Digitalpreviews.com's goal is to become the leading provider of
affordable Internet-based education solutions to small investors, building on a
core curriculum. To achieve this objective, digitalpreviews.com will provide a
comprehensive suite of tools to put small investors online and keep them there.
The key elements of the operations strategy are:
o Aggressively Add New Clients - Digitalpreviews.com intends to continue
adding new wholesale clients using a focused in-house telemarketing
operation to contact educational seminar businesses directly. Retail
clients will be added through more conventional advertising and
Internet marketing strategies.
o Add New Services - Digitalpreviews.com will seek to establish alliances
with Internet partners or national organizations serving small
investors to extend service offerings. Digitalpreviews.com will also
consider acquisitions and strategic alliances. Each line extension adds
a profit center with low associated costs.
o Offer Superior Client Service - The approach is designed to alleviate
any intimidation small investors may feel about the cost, time or
technology involved in establishing an Internet trading account.
o Offer Client Support - Digitalpreviews.com will strive to continuously
increase client service and support efforts.

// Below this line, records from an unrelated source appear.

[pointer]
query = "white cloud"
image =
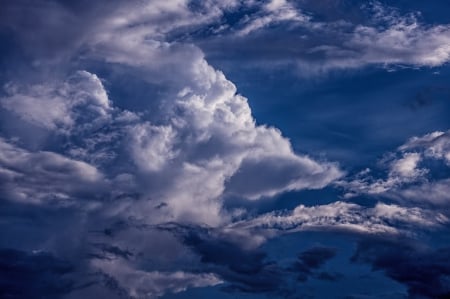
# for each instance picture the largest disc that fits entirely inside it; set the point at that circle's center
(57, 106)
(342, 216)
(47, 177)
(405, 180)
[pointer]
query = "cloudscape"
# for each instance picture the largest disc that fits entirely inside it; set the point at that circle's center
(224, 149)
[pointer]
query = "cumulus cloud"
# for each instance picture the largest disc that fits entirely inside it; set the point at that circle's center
(151, 284)
(406, 180)
(42, 177)
(124, 171)
(60, 106)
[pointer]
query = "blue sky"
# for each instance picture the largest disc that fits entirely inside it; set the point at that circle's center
(227, 149)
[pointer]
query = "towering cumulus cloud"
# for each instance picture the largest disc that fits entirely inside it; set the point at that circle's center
(131, 167)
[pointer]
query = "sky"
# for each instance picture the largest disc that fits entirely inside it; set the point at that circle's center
(224, 149)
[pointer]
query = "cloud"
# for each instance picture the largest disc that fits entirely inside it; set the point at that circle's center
(369, 35)
(25, 275)
(78, 101)
(135, 283)
(313, 259)
(414, 177)
(349, 217)
(426, 272)
(46, 177)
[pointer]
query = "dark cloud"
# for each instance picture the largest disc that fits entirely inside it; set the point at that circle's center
(34, 275)
(425, 271)
(245, 270)
(311, 260)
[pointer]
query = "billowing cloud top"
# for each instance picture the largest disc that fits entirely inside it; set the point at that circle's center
(131, 167)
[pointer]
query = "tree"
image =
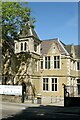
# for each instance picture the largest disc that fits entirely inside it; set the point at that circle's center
(15, 16)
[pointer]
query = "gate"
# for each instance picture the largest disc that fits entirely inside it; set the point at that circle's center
(70, 98)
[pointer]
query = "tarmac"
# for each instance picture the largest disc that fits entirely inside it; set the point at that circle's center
(54, 110)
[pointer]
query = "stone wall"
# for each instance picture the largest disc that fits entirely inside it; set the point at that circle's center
(10, 98)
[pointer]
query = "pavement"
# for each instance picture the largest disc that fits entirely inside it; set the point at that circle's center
(40, 111)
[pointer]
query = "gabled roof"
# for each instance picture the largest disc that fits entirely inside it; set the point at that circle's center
(76, 48)
(30, 33)
(46, 45)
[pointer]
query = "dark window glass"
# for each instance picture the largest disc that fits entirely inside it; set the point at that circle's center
(41, 64)
(25, 46)
(21, 46)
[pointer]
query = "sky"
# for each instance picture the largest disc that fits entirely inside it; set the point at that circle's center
(56, 20)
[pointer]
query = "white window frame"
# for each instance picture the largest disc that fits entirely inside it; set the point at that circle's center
(23, 50)
(77, 65)
(47, 63)
(45, 83)
(59, 62)
(50, 84)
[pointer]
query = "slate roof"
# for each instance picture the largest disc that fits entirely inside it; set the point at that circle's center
(64, 49)
(24, 33)
(46, 45)
(77, 50)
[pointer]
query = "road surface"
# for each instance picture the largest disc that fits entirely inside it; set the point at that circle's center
(16, 111)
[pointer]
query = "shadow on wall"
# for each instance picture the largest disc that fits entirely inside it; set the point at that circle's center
(46, 112)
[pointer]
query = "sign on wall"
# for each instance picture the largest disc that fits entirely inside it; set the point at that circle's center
(11, 90)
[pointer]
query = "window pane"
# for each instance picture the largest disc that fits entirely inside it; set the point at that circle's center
(52, 87)
(41, 64)
(55, 80)
(45, 65)
(25, 45)
(43, 86)
(58, 57)
(52, 80)
(46, 86)
(54, 57)
(55, 87)
(54, 64)
(21, 46)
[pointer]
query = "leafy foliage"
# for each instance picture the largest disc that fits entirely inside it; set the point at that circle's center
(14, 16)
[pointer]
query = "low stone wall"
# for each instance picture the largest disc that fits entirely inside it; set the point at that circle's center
(10, 98)
(71, 101)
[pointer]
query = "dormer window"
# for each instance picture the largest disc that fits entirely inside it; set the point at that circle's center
(78, 65)
(23, 46)
(35, 47)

Support representatives,
including help desk personnel, are available between 8:00 a.m. and 5:00
p.m. (Eastern Standard Time), Monday through Friday. Support
representatives will be trained and operate in-house with online access
to the client and customer database
o Web-based - Digitalpreviews.com will have background information,
course materials, and interactive testing (with automated scoring)
available on its Website, together with consumer-oriented information
and content related to Internet investing. The site will also promote
local investment seminars and accept reservations and payments too.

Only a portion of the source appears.